There are several ways a surgeon can do a proctectomy for rectal cancer. They vary based on where the tumor is and where the surgeon makes the incision.

  • Local transanal resection or transanal excision (also called TAE). For this type of surgery, your surgeon cuts through all the layers of your rectum and removes the tumor. The surgeon operates through the anus and removes the tumor and only part of the rectum wall. That leaves your lymph nodes behind. TAE is a sphincter-saving surgery, so it does not require a colostomy. However, if your lymph nodes contain microscopic cancer cells, they can be a source for recurrent cancer. For this reason, you are only a candidate for this surgery if your tumor is small and not very aggressive.

  • Anterior resection (also called AR). This surgery is used for tumors high up in the rectum. The surgeon removes the tumor through an incision in your lower abdomen. The surgeon also removes your upper rectum and lower part of the colon. Then he or she reconnects the ends of your colon.

  • Low anterior resection (also called LAR). This surgery is used for tumors in the mid and lower rectum. The surgeon reaches your bowel through an incision in your lower abdomen. The doctor takes out most of your rectum and the muscles around it, down to the muscles of your anal sphincter. Your surgeon then joins your colon to the lowest portion of the rectum. Because a permanent colostomy is not required, this operation is considered to be a sphincter-saving procedure. The anal sphincter is a circular muscle that allows you to hold stools inside until you are ready to have a bowel movement. Keeping it allows you to maintain normal bowel function after surgery. This is the typical surgery for low tumors. It has a low rate of tumor recurrence inside the pelvis.

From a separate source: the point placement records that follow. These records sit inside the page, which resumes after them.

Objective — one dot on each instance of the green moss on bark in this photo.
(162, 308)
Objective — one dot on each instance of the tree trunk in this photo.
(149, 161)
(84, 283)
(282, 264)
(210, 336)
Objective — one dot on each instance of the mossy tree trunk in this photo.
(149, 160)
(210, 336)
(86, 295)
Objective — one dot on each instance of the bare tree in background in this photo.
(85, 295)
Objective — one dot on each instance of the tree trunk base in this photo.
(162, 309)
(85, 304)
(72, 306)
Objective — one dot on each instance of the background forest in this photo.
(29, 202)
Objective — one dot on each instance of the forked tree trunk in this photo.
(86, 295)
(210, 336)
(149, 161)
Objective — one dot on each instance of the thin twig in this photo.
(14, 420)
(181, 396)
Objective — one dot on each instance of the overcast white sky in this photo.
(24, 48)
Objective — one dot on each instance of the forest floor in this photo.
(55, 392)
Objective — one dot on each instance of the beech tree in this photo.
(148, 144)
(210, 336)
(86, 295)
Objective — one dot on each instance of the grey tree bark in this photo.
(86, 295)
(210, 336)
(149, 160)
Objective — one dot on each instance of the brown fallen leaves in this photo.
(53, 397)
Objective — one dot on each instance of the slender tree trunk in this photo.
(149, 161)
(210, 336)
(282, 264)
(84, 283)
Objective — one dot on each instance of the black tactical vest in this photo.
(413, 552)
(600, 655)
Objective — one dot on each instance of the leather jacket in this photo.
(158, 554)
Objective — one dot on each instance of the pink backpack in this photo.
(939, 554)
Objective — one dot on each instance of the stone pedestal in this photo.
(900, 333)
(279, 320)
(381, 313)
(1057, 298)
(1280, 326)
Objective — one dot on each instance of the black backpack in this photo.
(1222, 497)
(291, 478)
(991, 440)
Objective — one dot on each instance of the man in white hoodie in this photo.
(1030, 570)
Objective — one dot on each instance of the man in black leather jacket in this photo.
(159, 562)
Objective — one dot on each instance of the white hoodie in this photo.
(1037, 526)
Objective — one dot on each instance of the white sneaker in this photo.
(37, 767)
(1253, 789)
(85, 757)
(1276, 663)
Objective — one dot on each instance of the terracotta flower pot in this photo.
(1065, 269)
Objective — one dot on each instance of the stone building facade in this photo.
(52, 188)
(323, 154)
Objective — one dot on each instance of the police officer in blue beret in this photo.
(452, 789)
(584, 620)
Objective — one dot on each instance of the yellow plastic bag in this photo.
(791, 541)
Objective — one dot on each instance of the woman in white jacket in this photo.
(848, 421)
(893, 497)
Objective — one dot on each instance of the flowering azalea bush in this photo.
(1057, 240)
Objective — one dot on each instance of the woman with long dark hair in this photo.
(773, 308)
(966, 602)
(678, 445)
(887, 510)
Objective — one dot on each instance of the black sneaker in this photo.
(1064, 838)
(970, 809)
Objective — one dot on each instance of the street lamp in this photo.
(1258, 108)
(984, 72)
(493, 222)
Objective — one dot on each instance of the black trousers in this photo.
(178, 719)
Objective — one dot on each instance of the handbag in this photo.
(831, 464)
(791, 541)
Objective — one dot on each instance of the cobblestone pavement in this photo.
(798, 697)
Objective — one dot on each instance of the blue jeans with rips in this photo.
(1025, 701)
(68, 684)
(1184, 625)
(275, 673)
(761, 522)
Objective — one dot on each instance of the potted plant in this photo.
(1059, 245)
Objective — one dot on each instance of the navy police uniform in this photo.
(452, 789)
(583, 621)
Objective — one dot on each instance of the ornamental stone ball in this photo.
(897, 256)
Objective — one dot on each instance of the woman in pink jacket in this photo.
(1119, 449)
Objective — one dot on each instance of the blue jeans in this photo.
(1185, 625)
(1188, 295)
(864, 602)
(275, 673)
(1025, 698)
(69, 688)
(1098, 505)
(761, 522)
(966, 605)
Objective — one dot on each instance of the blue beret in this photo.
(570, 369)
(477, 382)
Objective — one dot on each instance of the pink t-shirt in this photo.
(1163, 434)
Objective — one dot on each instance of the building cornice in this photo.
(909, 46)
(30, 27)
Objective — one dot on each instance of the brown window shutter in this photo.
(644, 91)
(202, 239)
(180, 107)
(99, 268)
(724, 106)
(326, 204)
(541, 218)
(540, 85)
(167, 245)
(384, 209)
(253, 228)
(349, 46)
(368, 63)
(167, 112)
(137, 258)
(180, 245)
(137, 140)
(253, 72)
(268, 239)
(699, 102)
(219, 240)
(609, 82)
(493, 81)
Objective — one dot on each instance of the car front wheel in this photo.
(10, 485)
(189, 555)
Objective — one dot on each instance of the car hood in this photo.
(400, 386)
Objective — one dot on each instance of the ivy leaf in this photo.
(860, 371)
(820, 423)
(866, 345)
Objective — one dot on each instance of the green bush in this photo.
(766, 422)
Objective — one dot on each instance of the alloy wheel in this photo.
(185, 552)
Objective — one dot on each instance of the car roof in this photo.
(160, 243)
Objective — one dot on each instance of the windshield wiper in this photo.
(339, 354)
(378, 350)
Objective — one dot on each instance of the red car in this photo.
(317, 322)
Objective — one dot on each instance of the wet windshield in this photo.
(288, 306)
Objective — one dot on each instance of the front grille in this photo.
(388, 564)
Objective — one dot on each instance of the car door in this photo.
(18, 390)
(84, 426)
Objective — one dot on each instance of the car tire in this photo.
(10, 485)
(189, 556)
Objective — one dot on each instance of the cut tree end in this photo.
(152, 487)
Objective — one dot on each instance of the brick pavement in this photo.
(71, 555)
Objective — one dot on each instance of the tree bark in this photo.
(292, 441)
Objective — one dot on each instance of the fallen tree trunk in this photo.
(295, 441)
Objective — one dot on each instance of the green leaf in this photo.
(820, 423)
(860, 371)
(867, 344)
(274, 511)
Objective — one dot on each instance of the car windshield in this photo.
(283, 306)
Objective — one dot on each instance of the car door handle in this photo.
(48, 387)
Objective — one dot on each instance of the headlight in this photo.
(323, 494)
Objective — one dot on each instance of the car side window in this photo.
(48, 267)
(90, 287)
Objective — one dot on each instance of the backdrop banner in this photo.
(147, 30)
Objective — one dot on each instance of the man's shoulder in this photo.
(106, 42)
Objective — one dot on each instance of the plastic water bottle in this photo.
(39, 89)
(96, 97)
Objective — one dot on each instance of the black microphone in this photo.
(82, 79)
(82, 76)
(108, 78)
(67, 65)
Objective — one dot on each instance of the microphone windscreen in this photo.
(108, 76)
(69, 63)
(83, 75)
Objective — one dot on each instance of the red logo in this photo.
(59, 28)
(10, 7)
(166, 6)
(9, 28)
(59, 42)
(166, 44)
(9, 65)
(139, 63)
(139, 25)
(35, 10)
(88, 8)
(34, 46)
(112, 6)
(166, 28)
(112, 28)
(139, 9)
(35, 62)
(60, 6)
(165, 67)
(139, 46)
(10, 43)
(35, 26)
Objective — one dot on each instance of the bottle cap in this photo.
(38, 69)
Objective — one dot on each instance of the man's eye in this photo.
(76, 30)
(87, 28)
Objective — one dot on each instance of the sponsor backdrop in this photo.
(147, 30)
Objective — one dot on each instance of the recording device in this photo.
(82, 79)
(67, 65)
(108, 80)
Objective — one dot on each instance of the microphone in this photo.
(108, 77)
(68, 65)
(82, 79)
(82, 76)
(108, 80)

  • Abdominoperineal resection (also called APR). APR used to be the standard surgery for tumors of the lower rectum. Now, it is usually limited to large tumors that lie very low down in the rectum and affect the muscles of the anal sphincter. It requires 2 incisions. The surgeon makes one through your abdomen. The second goes around your anus in the perineum. This is the area surrounding your anus and genitals. During an APR, the surgeon removes your anus, rectum, and the surrounding muscles of the anal canal. Because the muscles of your anal sphincter are removed, you do not regain normal bowel function. That means you will need a colostomy. This creates an opening on your abdomen where waste can leave your body and collect in a bag.

  • Pelvic exenteration. This is a major surgery used for advanced cancer that has grown into nearby organs. The surgeon removes all of your rectum and other organs, such as your bladder, prostate, or uterus. After the surgery, you may need both a colostomy and a urostomy. A urostomy is an opening in your abdomen for your urine to pass through and collect in a bag. 

  • In cases where rectal cancer has spread but has only reached small parts of the liver or lungs, other operations may sometimes be done along with rectal surgery.  

  • Metastasectomy. If a limited amount of cancer has spread to other organs such as the liver or lungs, surgery to remove these tumors may help you live longer or even cure the cancer. This is only an option if the main rectal tumor can also be removed completely. 

  • Other ways to destroy metastases. In some cases, small amounts of cancer that has spread can be destroyed through nonsurgical techniques. For example, cryosurgery uses a thin metal probe to freeze--and destroy--tumor cells that have spread to your liver. Radiofrequency ablation (also called RFA) is a procedure that uses a long, thin metal probe to heat and kill tumors that have spread from the rectum to other organs, such as your liver. If you're not a good candidate for a liver resection, cryosurgery, or RFA, or other nonsurgical techniques may provide an alternative.